Chernobyl children have a ball during Stourbridge visit

Children from Chernobyl enjoyed a visit to Wollaston Tennis Club. L-r Nataliya Plechko, head coach Richard Cartwright, Vita Pashkevich, Kseniya Puzynya, Tima Mikahnyuk and Dima Protasevich. Buy this photo: 331416LA.

Children from Chernobyl enjoyed a visit to Wollaston Tennis Club. L-r Nataliya Plechko, head coach Richard Cartwright, Vita Pashkevich, Kseniya Puzynya, Tima Mikahnyuk and Dima Protasevich. Buy this photo: 331416LA. Buy this photo

First published in News

YOUNGSTERS from Belarus were served up a treat at Wollaston Tennis Club as part of this year's Chernobyl Children's Lifeline visit.

Each year the long-running charity brings over a group of children to the Stourbridge area so they can spend a month breathing in clean air and eating good food to help boost their immune systems.

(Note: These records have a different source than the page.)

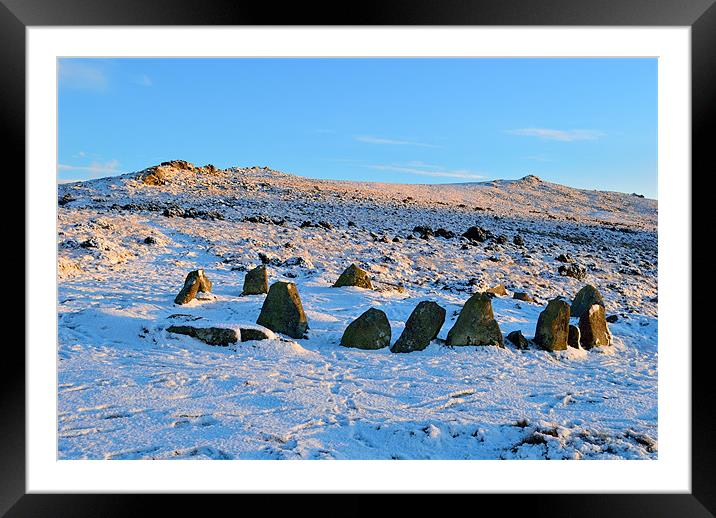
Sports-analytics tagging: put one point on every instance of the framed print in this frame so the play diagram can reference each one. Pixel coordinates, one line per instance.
(411, 250)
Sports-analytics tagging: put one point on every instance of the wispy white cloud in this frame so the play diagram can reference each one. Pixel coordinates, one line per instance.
(562, 135)
(82, 75)
(423, 169)
(369, 139)
(94, 170)
(142, 80)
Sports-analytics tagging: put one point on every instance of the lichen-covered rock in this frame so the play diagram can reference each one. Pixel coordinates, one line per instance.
(576, 271)
(553, 326)
(593, 328)
(354, 276)
(523, 296)
(209, 335)
(585, 299)
(518, 340)
(371, 330)
(256, 281)
(421, 328)
(476, 324)
(195, 282)
(282, 311)
(573, 337)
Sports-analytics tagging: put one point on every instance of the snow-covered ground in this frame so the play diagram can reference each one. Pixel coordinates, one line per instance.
(128, 389)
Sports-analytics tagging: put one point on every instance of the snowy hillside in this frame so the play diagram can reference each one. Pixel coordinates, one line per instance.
(129, 389)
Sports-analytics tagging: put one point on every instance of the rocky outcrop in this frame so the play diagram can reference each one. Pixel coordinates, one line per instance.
(422, 327)
(209, 335)
(593, 328)
(523, 296)
(585, 299)
(256, 281)
(282, 311)
(354, 276)
(476, 324)
(553, 326)
(498, 290)
(573, 337)
(371, 330)
(195, 282)
(573, 270)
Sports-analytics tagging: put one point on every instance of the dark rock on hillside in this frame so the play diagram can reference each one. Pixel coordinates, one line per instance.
(498, 290)
(209, 335)
(282, 311)
(446, 234)
(423, 232)
(421, 328)
(256, 281)
(371, 331)
(477, 234)
(354, 276)
(194, 283)
(553, 326)
(584, 299)
(476, 324)
(523, 296)
(575, 271)
(518, 340)
(593, 328)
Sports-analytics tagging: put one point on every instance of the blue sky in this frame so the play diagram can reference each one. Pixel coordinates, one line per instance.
(587, 123)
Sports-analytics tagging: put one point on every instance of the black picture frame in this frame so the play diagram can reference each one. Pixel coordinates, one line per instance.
(700, 15)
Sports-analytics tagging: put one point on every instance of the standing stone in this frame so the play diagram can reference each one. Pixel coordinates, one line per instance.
(256, 281)
(476, 324)
(354, 276)
(518, 339)
(422, 327)
(371, 330)
(282, 311)
(593, 328)
(195, 282)
(553, 326)
(586, 298)
(574, 336)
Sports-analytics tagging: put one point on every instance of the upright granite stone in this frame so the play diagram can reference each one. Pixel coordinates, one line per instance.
(209, 335)
(282, 311)
(195, 282)
(574, 336)
(593, 328)
(585, 299)
(519, 340)
(256, 281)
(371, 330)
(354, 276)
(476, 324)
(422, 327)
(553, 326)
(498, 290)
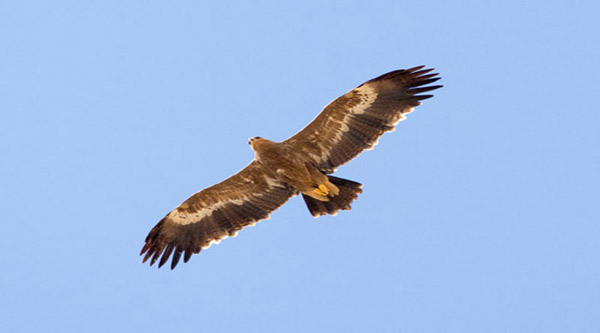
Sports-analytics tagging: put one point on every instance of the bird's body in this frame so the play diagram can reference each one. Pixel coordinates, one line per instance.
(298, 171)
(301, 164)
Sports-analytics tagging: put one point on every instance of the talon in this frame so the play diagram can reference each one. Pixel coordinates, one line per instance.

A group of 20 children and two cancer-stricken adults, still battling the effects of the nuclear disaster, have been enjoying an action-packed visit including a trip to the club, on Prestwood Drive, last weekend.

Organiser Ann Becke, said: "They really enjoyed their visit to the tennis club, they played games, had a bit of tennis coaching and then a barbecue.

"Members had also collected clothing for them, which was wonderful.

"They've had a lovely time so far, we've visited Stourport, Warwick Castle and Dudley Zoo and there's much more planned before they return."

The visit is not all fun and games for the youngsters, who also receive crucial health checks, during their visit, free of charge.

Bhandal's Dental Practice in Heath Lane, Oldswinford, gave the youngster's teeth a once over, provided them with goody bags and carried out any work required and they also received an eye test at Specsavers, Stourbridge.

Terry Tam, store director, said: "This is the third year that we’ve had a group supported by Chernobyl Children visit the store. Our opticians carry out eye examinations and if they need glasses, we supply these for free.

"It is the least we can do to help them, as back in Belarus, eye care is out of reach for most families."